Não havia mais dúvida de que o
título estava ganho, mas ainda veio o golpe de misericórdia: o zagueiro
Funes Mori, de cabeça, após escanteio da direita, fez o terceiro gols
aos 33 minutos. E daí em diante a festa tomou conta do estádio e do
banco de reservas do River Plate.
Foi a conquista de uma equipe que foi a pior entre as 16 que passaram
da fase de grupos e que esteve com um pé fora em algumas oportunidades.
Para avançar às oitavas de final, o próprio Tigres a salvou ao derrotar
o Juan Aurich, no Peru, na última rodada, por incríveis 5 a 4. Veio o
clássico contra o Boca Juniors com vitória em casa por 1 a 0, em um jogo
muito violento, e muita confusão na Bombonera – a partida acabou no
intervalo após jogadores do River Plate serem atingidos por gás de
pimenta jogado por torcedores rivais na saída do vestiário.
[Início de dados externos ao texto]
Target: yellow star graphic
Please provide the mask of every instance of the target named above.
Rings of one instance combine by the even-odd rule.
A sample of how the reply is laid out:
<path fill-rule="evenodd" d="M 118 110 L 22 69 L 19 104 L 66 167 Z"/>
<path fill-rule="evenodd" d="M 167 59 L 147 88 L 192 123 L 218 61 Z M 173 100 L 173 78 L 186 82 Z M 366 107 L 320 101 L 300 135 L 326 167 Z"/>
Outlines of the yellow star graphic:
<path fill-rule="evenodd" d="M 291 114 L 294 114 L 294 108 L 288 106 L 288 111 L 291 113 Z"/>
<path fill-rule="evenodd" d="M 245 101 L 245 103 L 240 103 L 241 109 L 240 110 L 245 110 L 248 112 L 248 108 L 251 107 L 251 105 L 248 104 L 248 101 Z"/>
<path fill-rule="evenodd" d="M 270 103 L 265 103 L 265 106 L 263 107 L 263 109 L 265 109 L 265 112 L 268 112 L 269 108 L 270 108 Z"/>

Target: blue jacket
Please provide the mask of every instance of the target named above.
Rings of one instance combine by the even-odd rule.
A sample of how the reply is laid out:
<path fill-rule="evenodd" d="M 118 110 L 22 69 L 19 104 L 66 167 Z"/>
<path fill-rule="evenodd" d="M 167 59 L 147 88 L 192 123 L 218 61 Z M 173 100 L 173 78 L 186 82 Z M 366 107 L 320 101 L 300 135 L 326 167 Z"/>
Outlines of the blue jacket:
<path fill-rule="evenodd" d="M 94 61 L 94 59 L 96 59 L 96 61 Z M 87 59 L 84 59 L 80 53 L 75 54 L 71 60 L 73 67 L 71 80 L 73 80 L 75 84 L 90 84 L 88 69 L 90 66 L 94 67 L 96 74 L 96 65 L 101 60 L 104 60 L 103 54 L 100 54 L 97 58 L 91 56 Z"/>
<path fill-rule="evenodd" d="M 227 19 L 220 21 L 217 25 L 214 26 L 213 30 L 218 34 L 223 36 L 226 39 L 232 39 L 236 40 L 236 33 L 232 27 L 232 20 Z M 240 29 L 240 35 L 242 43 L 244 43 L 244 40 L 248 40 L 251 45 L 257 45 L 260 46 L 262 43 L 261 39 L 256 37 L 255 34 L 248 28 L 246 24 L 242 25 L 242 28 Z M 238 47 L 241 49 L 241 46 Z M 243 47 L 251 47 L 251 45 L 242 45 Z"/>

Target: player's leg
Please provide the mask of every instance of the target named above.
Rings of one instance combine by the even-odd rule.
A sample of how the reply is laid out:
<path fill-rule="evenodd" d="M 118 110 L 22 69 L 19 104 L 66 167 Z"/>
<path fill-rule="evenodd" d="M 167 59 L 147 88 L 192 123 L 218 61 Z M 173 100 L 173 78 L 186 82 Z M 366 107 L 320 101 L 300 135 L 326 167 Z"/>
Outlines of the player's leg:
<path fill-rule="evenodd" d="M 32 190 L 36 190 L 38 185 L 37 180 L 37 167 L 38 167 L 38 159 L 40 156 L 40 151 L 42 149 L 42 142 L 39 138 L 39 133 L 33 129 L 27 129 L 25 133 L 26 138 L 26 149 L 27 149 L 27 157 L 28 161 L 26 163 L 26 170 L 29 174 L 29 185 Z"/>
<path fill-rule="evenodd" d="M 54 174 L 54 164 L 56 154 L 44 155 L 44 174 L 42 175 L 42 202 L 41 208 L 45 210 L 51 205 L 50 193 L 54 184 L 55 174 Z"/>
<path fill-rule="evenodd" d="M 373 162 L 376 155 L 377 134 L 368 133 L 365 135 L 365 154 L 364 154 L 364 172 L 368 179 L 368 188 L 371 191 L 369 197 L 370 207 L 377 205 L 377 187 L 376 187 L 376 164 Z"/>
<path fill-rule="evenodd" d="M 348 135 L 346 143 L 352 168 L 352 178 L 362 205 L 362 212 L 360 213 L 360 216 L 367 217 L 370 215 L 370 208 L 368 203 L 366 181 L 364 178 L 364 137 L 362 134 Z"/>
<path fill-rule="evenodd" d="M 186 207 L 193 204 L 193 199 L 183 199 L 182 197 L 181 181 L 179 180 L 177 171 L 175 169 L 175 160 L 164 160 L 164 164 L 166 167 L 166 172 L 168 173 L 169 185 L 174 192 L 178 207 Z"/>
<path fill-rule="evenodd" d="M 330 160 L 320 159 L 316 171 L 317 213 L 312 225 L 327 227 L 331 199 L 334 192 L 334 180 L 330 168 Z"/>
Nas quartas de final, a equipe do técnico Marcelo Gallardo perdeu
para o Cruzeiro por 1 a 0 no jogo de ida, em Buenos Aires mas teve
forças para virar com uma contundente vitória por 3 a 0 em pleno estádio
do Mineirão, em Belo Horizonte. Nas semifinais, mostrou raça e tradição
ao passar pelo surpreendente Guaraní, do Paraguai.
Segundo o Estadão, no Mundial de Clubes, o River Plate se junta a
outros três já classificados: Barcelona (Espanha), América (México) e
Auckland City (Nova Zelândia). Faltam os campeões da Ásia e da África e o
clube do país-sede.
FICHA TÉCNICA
RIVER PLATE 3 x 0 TIGRES
RIVER PLATE – Barovero; Mayada, Maidana, Funes Mori e Vangioni;
Sánchez, Ponzio, Kranevitter (Lucho González) e Bertolo; Cavenaghi
(Pisculichi) e Lucas Alario (Driussi). Técnico: Marcelo Gallardo.
TIGRES – Guzmán; Jiménez (Guerrón), Juninho, José Rivas e Torres
Nilo; Arévalo Ríos (Dueñas), Guido Pizarro, Jürgen Damm e Javier Aquino;
Rafael Sóbis e Gignac. Técnico: Ricardo Ferreti.
GOLS – Lucas Alario, aos 44 minutos do primeiro tempo; Sánchez (pênalti), aos 29, e Funes Mori, aos 33 minutos do segundo tempo.
CARTÕES AMARELOS – Sánchez, Cavenaghi, Funes Mori e Lucas Alario
(River Plate); Torres Nilo, José Rivas, Gignac, Jiménez e Juninho
(Tigres).
ÁRBITRO – Darío Ubriaco (Fifa/Uruguai).
RENDA E PÚBLICO – Não disponíveis.
LOCAL – Estádio Monumental de Nuñez, em Buenos Aires (Argentina).